Algerian military officer

Amar Ouamrane (19 January 1919 - 28 July 1992), nicknamed Bu qqaru, was an Algerian revolutionary and an officer of the National Liberation Army (the paramilitary wing of the National Liberation Front) during the Algerian War.

== Biography ==
Ouamrane was born on 19 January 1919 in Frikat, Tizi Ouzou Province, in French Algeria. Ouamrane joined the ranks of the French army. After obtaining his certificate of primary studies, he entered the military academy of Cherchell where he underwent military training and obtained the rank of sergeant.

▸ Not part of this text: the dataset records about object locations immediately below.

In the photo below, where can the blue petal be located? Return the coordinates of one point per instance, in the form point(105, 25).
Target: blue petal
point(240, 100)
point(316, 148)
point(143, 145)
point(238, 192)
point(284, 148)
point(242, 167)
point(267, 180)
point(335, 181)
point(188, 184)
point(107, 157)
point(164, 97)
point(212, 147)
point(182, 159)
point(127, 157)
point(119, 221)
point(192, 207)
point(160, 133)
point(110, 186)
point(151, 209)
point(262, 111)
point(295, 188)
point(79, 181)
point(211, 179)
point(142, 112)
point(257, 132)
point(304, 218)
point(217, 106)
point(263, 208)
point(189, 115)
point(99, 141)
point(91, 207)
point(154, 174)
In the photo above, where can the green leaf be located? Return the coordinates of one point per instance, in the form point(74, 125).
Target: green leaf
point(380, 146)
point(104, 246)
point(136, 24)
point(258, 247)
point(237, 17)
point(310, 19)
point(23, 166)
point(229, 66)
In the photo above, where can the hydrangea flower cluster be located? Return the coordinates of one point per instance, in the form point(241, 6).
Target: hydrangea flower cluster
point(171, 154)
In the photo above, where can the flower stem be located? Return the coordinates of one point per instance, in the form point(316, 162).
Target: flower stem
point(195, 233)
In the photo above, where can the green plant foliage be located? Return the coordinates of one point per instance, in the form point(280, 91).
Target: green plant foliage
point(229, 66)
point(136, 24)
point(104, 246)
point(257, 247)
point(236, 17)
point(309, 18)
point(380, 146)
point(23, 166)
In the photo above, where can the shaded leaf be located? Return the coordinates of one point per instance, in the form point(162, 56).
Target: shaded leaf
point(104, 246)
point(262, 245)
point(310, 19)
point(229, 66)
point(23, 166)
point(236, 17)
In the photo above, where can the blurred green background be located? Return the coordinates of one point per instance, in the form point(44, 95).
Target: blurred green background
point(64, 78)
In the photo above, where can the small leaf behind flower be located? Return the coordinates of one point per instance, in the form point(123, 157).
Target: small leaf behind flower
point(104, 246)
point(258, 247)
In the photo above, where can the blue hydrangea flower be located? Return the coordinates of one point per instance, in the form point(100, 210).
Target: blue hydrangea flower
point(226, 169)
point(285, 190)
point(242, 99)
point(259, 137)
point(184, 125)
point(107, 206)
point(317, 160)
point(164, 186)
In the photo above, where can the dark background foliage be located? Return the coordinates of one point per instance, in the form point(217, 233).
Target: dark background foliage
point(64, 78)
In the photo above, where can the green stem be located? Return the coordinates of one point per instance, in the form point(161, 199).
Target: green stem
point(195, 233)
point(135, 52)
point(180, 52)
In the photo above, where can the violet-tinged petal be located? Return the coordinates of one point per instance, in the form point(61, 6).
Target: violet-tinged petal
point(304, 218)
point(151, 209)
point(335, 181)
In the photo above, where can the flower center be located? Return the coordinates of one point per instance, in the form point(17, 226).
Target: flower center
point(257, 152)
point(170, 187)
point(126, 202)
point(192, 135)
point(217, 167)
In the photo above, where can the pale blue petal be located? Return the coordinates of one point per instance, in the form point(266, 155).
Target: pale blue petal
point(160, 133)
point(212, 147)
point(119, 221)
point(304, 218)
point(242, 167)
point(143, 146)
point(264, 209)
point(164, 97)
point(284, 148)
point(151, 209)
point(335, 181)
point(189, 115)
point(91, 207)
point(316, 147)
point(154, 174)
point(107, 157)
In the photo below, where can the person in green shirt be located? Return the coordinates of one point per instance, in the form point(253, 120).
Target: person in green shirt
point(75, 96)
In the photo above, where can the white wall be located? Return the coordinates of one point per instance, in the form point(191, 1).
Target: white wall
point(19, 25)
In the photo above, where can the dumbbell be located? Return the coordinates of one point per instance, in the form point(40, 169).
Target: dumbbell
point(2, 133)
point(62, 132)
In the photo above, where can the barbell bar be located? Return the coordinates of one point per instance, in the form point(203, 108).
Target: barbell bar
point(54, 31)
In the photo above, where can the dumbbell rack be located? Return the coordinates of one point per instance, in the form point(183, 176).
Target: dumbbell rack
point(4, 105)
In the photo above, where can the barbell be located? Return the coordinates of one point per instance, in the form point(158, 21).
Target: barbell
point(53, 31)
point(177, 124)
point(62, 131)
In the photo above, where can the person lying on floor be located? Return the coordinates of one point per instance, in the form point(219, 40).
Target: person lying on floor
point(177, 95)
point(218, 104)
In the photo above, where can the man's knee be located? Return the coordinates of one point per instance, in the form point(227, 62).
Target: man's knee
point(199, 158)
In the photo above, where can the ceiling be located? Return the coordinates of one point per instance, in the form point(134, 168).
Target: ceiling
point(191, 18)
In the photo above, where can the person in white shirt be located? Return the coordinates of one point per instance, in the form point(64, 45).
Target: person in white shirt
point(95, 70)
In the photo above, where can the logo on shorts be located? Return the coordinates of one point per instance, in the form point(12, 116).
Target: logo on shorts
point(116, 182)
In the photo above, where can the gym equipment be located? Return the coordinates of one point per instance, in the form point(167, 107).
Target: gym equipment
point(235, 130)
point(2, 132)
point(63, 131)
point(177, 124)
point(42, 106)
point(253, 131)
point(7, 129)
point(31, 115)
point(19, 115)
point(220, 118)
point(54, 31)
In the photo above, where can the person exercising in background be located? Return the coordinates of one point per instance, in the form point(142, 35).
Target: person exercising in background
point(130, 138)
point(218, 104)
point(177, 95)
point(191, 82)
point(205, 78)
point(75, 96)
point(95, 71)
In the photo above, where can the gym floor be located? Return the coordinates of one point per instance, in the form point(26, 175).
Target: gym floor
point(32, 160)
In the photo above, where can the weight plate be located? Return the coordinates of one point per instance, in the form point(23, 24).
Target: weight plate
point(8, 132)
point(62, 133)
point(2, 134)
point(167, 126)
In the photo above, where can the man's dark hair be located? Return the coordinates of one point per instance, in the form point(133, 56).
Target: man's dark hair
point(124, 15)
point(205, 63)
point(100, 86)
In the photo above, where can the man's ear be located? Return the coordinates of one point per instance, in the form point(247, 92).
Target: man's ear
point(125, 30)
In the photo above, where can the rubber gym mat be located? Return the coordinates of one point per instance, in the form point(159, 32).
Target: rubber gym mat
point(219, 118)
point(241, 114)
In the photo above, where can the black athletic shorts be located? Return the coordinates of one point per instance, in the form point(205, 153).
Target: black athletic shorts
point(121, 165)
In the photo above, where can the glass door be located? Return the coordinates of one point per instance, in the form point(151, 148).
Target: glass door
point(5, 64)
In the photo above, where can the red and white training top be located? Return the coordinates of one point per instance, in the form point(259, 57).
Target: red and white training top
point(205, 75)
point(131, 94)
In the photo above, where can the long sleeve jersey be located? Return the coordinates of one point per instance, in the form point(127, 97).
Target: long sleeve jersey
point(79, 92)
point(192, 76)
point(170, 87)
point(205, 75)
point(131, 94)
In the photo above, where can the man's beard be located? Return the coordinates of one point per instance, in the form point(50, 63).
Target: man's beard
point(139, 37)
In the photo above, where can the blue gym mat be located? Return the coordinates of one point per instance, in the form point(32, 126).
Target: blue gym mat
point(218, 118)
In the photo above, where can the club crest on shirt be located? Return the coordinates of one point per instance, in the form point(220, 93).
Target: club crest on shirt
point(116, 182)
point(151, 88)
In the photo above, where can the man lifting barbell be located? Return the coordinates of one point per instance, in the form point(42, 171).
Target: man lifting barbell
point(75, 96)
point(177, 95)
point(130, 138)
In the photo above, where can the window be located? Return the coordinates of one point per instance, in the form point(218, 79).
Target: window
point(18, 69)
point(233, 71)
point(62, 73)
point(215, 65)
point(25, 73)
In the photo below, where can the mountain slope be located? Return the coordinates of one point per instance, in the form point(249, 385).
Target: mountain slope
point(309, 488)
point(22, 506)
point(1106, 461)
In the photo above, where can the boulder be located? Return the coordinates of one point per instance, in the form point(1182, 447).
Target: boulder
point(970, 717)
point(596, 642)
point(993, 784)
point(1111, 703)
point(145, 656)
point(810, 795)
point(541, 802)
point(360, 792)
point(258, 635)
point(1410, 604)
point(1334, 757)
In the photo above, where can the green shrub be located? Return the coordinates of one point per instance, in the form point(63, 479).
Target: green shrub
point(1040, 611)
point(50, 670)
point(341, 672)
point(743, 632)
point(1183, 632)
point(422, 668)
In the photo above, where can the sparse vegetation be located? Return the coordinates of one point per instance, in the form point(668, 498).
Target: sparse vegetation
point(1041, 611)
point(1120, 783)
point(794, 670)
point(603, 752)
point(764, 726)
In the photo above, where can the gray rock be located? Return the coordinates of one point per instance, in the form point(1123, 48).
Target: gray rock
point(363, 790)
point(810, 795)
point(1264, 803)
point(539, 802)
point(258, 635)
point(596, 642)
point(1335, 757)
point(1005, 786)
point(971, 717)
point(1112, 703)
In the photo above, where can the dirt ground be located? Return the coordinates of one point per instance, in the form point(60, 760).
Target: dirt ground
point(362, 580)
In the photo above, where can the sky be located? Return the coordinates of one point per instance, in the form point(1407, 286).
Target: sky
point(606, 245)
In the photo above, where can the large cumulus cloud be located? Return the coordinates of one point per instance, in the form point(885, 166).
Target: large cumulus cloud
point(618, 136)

He was arrested on 28 May 1945, after refusing to obey orders to kill in the Sétif and Guelma massacre and deserting, and was transferred to the capital, where he was imprisoned, tortured, and sentenced to death on charges of planning to control the barracks. Then, in 1946, an amnesty was granted to him by General Georges Catroux. He returned to Kabylia and became responsible within the PPA-MTLD (Algerian People's Party-Movement for the Triumph of Democratic Liberties) as a deputy to Krim Belkacem. His political activity during the 1946 electoral campaign for the municipal elections led to him being arrested and sentenced to death again, but he managed to escape and was forced to go into hiding until the outbreak of the war.

=== Algerian War ===

On 1 November 1954, at the outbreak of the Algerian War, Amar Ouamrane led military operations in Draâ Ben Khedda. Ouamrane took part in the Soummam Congress in August 1956, at the end of which he rose to the rank of colonel in the ALN. In 1957, he was appointed to the CNRA (National Council of the Algerian Revolution) representing Wilaya IV after the arrest of Rabah Bitat. From 1960, he was appointed representative of the FLN in Lebanon and then in Turkey.